Famed Chicago-based troupe The Neo-Futurists brought their brand of lightning-paced theatricality to the CFA Theater in September. Their show, entitled “Too Much Light Makes the Baby Go Blind,” successfully performed thirty short plays in sixty minutes. Another renowned theater company, the New York City-based SITI company, performed their acclaimed version of “Death and the Ploughman” in the CFA in February. Fall and Spring semesters also gave us two very different faculty productions: visiting professor Robert Bresnick’s stylistically-diverse “Celebrating Don Quixote” and Professor Claudia Tatinge Nascimento’s raucous staging of Nelson Rodrigues’s “The Deceased Woman.” And no mention of Wesleyan theater would be complete without a nod to Second Stage, Wesleyan’s student-operated theater group, which gave the Wesleyan community productions that ranged from the powerfully traditional to the explosively innovative.

Literature

Adrienne Rich, the much-lauded poet, read selections of her work to a packed house at Memorial Chapel in April.
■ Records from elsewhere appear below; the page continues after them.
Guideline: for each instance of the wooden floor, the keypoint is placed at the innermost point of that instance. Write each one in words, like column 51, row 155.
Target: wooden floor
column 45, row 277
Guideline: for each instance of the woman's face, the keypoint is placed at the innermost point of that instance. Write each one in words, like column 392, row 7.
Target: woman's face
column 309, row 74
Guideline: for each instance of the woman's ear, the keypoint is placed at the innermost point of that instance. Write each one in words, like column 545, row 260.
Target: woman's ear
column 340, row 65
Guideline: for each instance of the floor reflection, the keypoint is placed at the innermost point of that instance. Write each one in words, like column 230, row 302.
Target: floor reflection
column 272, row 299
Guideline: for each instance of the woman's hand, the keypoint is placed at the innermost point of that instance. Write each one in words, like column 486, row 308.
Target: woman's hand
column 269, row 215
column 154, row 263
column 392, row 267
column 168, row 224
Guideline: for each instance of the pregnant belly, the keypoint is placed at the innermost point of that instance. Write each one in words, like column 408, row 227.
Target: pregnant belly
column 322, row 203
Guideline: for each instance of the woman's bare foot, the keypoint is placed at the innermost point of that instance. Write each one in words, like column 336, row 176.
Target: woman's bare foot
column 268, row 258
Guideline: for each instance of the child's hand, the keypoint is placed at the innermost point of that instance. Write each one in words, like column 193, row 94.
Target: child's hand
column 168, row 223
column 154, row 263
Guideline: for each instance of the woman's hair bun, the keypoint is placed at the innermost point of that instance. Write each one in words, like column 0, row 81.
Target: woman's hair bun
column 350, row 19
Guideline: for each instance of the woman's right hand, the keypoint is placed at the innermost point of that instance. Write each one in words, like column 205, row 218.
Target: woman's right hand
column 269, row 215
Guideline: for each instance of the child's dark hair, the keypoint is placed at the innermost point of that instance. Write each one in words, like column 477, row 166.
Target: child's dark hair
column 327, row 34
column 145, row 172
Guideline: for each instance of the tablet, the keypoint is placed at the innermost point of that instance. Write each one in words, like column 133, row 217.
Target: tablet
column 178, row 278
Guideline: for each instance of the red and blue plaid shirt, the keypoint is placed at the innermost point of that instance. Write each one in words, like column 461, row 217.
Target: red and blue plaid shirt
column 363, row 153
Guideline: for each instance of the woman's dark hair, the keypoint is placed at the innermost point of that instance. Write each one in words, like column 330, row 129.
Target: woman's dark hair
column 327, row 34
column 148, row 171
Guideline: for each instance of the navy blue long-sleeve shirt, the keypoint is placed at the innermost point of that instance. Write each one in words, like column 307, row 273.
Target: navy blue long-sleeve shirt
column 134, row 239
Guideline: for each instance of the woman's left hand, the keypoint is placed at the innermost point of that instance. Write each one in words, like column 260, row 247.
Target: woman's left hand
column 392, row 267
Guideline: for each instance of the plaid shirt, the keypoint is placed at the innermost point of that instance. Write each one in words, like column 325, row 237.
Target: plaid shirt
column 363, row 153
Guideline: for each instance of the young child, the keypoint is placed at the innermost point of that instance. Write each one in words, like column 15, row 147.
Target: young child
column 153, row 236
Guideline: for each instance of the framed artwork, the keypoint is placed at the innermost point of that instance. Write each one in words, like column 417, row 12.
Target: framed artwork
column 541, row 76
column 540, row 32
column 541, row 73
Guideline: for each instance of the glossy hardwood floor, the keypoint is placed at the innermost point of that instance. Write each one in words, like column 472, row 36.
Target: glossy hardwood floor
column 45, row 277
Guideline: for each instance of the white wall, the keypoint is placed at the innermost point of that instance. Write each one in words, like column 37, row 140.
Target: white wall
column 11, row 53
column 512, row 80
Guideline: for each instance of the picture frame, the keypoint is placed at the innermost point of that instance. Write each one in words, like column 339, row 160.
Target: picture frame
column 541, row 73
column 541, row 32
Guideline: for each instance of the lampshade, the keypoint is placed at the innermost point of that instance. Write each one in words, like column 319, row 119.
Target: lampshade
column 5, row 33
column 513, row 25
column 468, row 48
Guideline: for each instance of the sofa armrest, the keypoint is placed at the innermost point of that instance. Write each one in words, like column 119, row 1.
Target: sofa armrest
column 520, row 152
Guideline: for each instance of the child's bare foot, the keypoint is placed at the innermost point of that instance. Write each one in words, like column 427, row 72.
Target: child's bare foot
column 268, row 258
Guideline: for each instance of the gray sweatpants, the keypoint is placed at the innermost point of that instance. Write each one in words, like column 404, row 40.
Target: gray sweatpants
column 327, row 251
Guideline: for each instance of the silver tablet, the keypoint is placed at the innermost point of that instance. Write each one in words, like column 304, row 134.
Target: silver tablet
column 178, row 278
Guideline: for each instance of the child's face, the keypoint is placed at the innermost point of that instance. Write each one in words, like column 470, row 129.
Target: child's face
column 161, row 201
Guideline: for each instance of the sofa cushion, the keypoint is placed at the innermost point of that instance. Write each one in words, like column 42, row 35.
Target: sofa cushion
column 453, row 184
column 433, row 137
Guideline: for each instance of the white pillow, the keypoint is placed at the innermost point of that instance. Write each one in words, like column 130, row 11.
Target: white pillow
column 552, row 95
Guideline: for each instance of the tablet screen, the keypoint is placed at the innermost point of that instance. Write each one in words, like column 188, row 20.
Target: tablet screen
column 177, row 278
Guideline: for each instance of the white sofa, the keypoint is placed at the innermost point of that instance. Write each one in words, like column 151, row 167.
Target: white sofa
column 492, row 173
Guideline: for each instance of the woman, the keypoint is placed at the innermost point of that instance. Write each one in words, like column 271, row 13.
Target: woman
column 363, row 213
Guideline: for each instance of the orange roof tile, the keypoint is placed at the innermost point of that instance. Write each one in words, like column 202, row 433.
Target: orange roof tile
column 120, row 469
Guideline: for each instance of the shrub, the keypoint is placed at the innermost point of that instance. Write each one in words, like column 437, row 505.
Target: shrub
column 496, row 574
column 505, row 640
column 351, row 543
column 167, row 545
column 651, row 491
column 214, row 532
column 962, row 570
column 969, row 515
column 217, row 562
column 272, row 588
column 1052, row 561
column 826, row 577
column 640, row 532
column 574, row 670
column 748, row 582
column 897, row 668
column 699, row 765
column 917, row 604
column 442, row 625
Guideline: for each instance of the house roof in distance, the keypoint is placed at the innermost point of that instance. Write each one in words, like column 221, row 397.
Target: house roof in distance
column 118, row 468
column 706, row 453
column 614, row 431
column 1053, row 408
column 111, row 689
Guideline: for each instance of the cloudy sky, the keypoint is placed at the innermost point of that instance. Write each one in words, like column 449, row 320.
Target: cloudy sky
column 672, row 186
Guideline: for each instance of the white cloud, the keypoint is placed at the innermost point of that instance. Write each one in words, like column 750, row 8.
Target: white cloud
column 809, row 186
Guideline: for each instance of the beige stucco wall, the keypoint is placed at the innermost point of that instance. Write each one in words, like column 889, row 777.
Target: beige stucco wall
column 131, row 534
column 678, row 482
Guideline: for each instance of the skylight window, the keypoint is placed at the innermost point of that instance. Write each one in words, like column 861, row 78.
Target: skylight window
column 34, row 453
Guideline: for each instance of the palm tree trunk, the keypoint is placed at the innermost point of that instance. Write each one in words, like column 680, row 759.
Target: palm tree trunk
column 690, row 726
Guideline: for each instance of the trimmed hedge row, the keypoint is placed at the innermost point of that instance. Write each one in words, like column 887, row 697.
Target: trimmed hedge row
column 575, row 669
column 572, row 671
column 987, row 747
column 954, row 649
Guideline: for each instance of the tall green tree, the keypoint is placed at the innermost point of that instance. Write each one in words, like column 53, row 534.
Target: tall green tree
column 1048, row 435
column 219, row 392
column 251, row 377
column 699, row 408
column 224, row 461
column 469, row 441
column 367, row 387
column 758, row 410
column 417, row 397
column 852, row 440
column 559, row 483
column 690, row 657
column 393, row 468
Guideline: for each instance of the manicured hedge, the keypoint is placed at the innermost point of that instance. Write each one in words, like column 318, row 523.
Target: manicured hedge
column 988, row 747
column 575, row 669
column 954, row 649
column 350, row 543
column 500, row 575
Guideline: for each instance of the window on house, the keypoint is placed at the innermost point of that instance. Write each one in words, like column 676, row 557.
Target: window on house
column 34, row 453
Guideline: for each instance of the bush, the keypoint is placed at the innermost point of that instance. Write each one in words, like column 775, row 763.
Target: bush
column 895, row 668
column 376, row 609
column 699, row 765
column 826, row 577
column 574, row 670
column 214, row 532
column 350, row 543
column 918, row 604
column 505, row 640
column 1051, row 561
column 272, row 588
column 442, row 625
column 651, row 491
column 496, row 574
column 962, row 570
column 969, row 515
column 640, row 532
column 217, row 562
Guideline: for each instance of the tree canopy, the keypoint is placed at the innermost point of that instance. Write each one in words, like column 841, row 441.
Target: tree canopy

Her appearance capped a year of notable literary figures visiting the University. George Packer, whose recent book, “The Assassins’ Gate: America in Iraq,” was a 2006 Pulitzer-Prize finalist in General Non-Fiction, visited Russell House in April to discuss both his latest work and the current events that drove it. Russell House hosted another famed poet, Alice Notley, in November. The author of over 25 books of poetry, Notley read both her more famous works and previously unpublished pieces.

Music and Dance

Campus dance aficionados saw the world premiere of the Liz Lerman Dance Exchange’s latest production in February at the CFA. “Ferocious Beauty: Genome” translated questions of human genetics and scientific research into singular, movement-based pieces. Music lovers saw a variety of notable acts come through campus. Politically-aware hip-hop The Coup and acclaimed jazz vocalist Tierney Sutton and Trio both played to a packed Crowell Concert Hall within two weeks of one another in November. Later in the year, the campus got an earful of divergent musical talents at the annual Spring Fling, from pop-rocker Andrew W.K. to hip-hop artist Talib Kweli and even Wesleyan’s own Red Wire Black Wire.

Fine Arts

Throughout the year, students took in some fascinating exhibits at the CFA’s Zilkha Gallery, on subjects that ranged from the horrific effects of warfare to the collision of feminism and religious tradition. “The Disasters of War: From Goya to Golub,” which ran for most of the fall semester at the Zilkha, used a variety of paintings, sculptures, and multimedia pieces to chronicle the tragic loss of human dignity in the face of war. In February the Gallery hosted “Not Prepared,” which illuminated the experience of Jewish women who separate themselves from men during their menstrual cycle, in accordance with religious and social norms.